Two charges are placed on the x axis. One of the charges (q1 = +7.91C) is at x1 = +3.00 cm and the other (q2 = -27.3C) is at x2 = +9.00 cm. Find the net electric field (magnitude and direction given as a plus or minus sign) at (a) x = 0 cm and (b) x = +6.00 cm.

see above question.

To find the net electric field at a given point, you need to calculate the electric fields produced by each individual charge and then add them vectorially. The formula to calculate the electric field at a point due to a point charge is given by:

Electric Field (E) = (k * q) / r^2

where k is the electrostatic constant (k = 9.0 x 10^9 N m^2/C^2), q is the charge, and r is the distance between the charge and the point where you want to find the electric field.
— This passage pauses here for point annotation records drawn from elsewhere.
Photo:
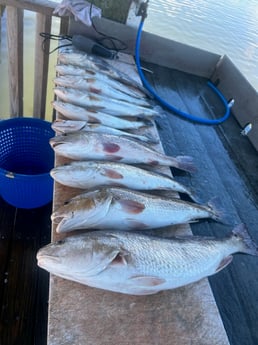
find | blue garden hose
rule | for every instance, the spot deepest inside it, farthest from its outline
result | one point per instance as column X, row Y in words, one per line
column 166, row 104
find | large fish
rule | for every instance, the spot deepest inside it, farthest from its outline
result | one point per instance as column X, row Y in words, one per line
column 68, row 126
column 94, row 86
column 66, row 70
column 100, row 146
column 91, row 174
column 135, row 264
column 93, row 63
column 73, row 112
column 93, row 101
column 118, row 208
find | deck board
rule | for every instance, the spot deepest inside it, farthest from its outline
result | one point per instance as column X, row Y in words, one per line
column 23, row 287
column 227, row 167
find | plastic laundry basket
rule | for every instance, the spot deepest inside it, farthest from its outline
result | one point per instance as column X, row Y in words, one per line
column 26, row 159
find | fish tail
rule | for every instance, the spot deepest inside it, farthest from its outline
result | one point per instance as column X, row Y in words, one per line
column 185, row 163
column 247, row 244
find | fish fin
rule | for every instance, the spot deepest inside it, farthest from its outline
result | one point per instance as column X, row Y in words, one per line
column 147, row 281
column 224, row 262
column 110, row 147
column 131, row 206
column 185, row 163
column 216, row 212
column 112, row 174
column 240, row 233
column 119, row 259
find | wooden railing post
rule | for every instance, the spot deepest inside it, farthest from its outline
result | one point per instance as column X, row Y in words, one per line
column 15, row 68
column 41, row 66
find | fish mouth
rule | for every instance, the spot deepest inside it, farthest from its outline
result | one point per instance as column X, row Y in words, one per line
column 44, row 260
column 54, row 144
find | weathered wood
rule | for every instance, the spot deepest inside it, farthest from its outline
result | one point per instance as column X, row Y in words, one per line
column 23, row 286
column 233, row 84
column 15, row 68
column 41, row 65
column 42, row 6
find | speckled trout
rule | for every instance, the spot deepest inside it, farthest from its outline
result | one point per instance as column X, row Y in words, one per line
column 136, row 264
column 94, row 86
column 66, row 70
column 108, row 147
column 69, row 126
column 91, row 174
column 74, row 112
column 94, row 63
column 118, row 208
column 105, row 104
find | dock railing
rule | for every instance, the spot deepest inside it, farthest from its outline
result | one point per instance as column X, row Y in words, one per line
column 15, row 28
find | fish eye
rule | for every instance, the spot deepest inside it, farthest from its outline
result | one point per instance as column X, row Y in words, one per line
column 60, row 242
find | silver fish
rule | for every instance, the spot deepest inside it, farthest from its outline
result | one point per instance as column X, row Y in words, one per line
column 136, row 264
column 100, row 146
column 117, row 208
column 93, row 63
column 97, row 87
column 74, row 112
column 66, row 126
column 104, row 104
column 91, row 174
column 66, row 70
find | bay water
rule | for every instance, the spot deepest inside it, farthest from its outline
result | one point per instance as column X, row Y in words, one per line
column 229, row 28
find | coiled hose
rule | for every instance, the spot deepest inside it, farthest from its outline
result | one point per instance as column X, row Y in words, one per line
column 170, row 107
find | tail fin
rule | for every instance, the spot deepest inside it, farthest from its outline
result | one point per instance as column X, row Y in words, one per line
column 185, row 163
column 241, row 234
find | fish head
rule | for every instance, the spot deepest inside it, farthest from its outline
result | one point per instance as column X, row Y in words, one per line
column 83, row 211
column 70, row 143
column 79, row 256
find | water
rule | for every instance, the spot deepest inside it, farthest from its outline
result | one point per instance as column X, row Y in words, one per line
column 229, row 27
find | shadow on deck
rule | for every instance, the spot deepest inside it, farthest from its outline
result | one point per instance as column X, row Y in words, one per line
column 23, row 286
column 227, row 167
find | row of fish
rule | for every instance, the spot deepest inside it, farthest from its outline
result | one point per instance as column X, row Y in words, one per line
column 114, row 164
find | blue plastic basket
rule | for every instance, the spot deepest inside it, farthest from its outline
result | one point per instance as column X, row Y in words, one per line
column 26, row 159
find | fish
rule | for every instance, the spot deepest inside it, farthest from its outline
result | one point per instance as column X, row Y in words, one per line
column 102, row 146
column 136, row 264
column 66, row 126
column 74, row 112
column 66, row 70
column 94, row 63
column 115, row 208
column 92, row 174
column 94, row 86
column 96, row 102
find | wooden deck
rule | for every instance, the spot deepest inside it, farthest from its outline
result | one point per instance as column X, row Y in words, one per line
column 23, row 286
column 227, row 168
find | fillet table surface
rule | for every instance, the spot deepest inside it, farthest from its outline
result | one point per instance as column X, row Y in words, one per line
column 81, row 315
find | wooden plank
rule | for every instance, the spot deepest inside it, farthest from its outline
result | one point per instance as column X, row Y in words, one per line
column 82, row 315
column 233, row 84
column 24, row 287
column 42, row 6
column 15, row 51
column 41, row 66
Let's calculate the electric field at each point:

(a) x = 0 cm:
We have two charges: q1 = +7.91C and q2 = -27.3C.
The distance between q1 and x = 0 cm is r1 = 3.00 cm = 0.03 m.
The distance between q2 and x = 0 cm is r2 = 9.00 cm = 0.09 m.
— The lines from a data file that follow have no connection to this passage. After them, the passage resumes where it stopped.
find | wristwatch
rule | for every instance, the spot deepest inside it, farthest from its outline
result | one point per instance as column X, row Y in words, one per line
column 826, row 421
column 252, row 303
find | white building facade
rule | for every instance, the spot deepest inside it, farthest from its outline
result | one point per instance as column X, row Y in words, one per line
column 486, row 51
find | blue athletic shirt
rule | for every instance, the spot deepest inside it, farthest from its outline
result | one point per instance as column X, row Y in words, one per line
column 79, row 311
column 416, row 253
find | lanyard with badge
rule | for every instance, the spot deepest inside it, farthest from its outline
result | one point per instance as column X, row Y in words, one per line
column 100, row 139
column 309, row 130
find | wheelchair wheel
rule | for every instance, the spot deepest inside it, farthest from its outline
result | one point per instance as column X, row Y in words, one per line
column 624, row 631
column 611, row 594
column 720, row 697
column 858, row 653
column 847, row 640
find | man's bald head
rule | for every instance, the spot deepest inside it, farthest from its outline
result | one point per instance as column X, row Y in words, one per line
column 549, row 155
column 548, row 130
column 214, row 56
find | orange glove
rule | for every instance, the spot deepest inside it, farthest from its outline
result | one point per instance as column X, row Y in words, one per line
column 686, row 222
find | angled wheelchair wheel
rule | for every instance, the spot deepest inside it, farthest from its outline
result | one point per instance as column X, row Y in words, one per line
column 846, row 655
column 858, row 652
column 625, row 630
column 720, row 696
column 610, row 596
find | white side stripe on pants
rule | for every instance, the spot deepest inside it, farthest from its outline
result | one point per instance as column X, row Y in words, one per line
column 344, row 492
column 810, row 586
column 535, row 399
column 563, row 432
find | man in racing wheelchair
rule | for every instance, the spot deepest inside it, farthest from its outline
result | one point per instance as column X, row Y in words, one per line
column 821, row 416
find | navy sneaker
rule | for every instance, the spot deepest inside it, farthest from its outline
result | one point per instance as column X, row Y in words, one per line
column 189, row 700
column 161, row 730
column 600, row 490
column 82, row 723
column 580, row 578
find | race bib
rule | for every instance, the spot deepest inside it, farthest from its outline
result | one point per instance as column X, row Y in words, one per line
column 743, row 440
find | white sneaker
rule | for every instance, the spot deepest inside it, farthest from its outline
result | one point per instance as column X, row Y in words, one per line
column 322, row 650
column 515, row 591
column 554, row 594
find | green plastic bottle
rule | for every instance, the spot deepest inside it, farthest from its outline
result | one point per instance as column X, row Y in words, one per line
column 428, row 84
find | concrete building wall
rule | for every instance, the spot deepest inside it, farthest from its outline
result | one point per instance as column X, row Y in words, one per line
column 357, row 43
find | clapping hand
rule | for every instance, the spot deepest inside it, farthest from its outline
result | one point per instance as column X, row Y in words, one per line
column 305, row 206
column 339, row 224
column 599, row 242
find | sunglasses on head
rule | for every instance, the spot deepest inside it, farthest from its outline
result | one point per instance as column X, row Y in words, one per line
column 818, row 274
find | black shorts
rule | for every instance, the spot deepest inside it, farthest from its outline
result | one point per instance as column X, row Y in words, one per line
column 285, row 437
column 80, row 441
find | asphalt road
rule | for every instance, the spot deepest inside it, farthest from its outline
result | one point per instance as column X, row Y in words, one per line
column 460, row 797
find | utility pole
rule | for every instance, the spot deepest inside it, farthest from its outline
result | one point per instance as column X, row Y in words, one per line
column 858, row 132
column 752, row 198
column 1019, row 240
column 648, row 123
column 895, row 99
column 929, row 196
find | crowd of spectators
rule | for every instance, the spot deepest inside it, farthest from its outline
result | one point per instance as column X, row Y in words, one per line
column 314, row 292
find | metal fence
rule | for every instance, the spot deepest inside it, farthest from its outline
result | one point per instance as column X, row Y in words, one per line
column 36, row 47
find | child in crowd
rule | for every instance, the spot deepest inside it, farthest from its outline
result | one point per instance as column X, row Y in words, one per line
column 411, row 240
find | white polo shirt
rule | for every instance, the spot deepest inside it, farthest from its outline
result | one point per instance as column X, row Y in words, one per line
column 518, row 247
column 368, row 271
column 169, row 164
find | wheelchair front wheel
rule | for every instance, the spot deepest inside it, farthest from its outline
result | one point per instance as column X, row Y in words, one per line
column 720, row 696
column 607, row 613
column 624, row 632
The electric field produced by each charge at x = 0 cm is given by:
E1 = (k * q1) / r1^2
E2 = (k * q2) / r2^2

To find the net electric field, we need to add these two electric fields, taking into account their signs.

(b) x = +6.00 cm:
We use the same formula to calculate the electric fields produced by each charge at x = 6.00 cm. The distances will be different, but the calculations are similar to part (a).
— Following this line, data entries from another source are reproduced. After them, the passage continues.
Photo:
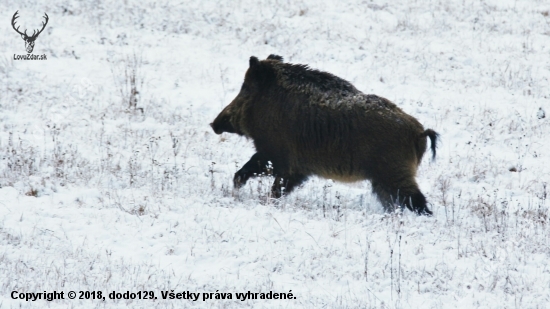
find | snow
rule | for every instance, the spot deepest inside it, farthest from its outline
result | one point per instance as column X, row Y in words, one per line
column 100, row 195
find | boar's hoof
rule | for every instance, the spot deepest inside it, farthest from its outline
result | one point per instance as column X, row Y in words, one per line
column 240, row 179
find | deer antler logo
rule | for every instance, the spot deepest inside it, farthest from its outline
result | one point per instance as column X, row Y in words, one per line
column 29, row 40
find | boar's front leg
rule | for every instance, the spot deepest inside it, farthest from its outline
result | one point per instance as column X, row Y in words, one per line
column 257, row 165
column 285, row 184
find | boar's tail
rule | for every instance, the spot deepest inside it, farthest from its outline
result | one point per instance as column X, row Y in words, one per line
column 434, row 136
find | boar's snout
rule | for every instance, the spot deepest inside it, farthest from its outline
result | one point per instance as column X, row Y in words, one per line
column 222, row 124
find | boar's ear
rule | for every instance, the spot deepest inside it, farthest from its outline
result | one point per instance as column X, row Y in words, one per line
column 275, row 57
column 254, row 61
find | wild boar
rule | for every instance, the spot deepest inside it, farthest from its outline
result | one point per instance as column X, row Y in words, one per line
column 308, row 122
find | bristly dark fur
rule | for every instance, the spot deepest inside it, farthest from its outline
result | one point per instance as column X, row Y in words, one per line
column 307, row 122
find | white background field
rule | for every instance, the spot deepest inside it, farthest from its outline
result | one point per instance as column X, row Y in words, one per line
column 111, row 178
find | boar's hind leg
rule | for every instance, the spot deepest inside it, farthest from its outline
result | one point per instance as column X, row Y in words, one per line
column 288, row 183
column 255, row 166
column 391, row 197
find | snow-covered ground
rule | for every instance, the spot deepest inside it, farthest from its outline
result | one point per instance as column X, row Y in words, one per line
column 103, row 189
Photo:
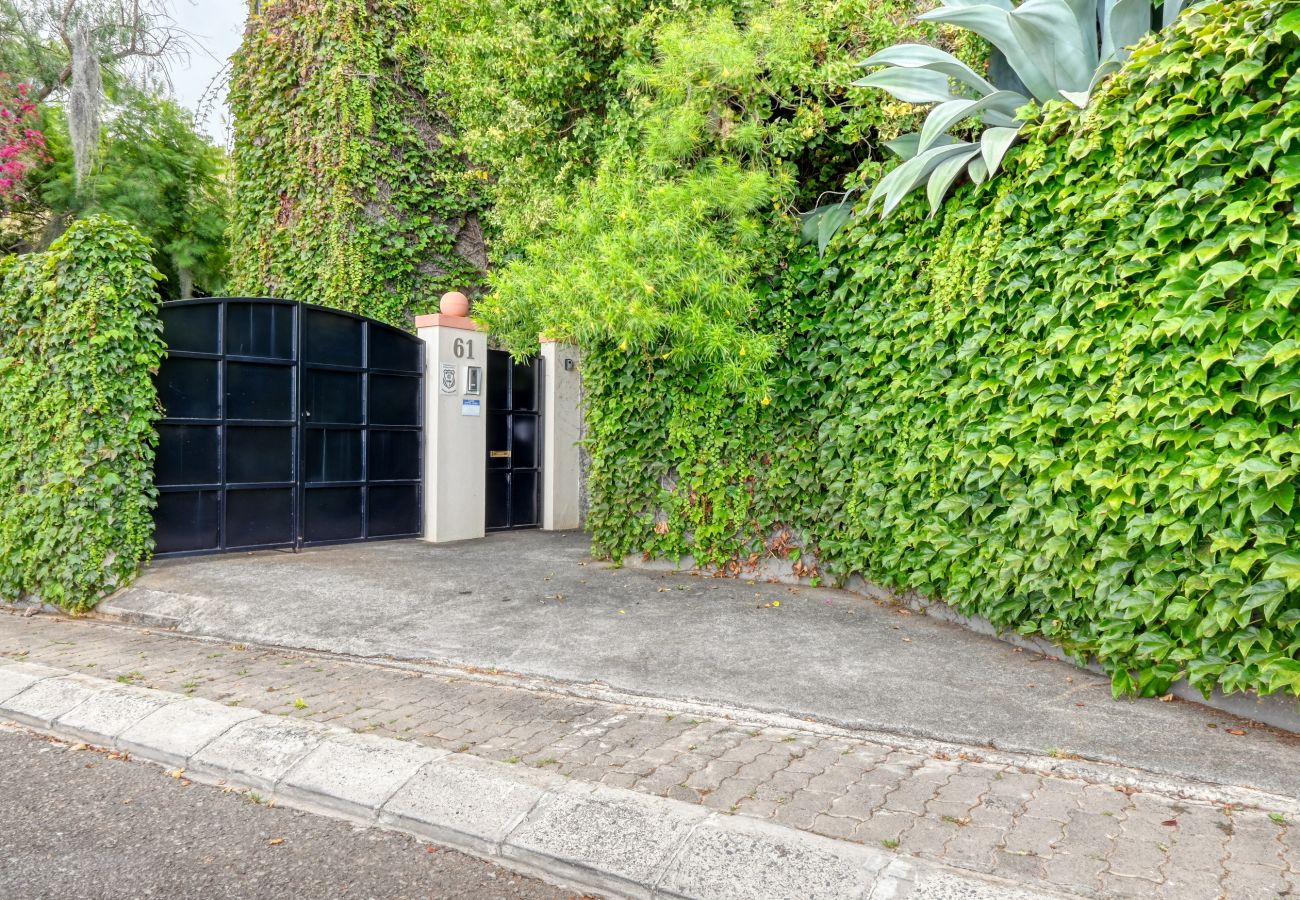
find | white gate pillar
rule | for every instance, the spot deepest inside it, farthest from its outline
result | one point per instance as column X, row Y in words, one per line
column 562, row 429
column 455, row 423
Now, let's plug in the values and calculate the electric fields at the given points:

(a) x = 0 cm:
E1 = (9.0 x 10^9 N m^2/C^2 * 7.91 C) / (0.03 m)^2
E2 = (9.0 x 10^9 N m^2/C^2 * -27.3 C) / (0.09 m)^2

To find the net electric field, we add these two electric fields:
Net Electric Field at x = 0 cm = E1 + E2

(b) x = +6.00 cm:
You can follow the same procedure as in part (a) to calculate the electric field at x = 6.00 cm using the formula and values provided.

By following these steps, you will be able to calculate the net electric field (magnitude and direction) at the specified points.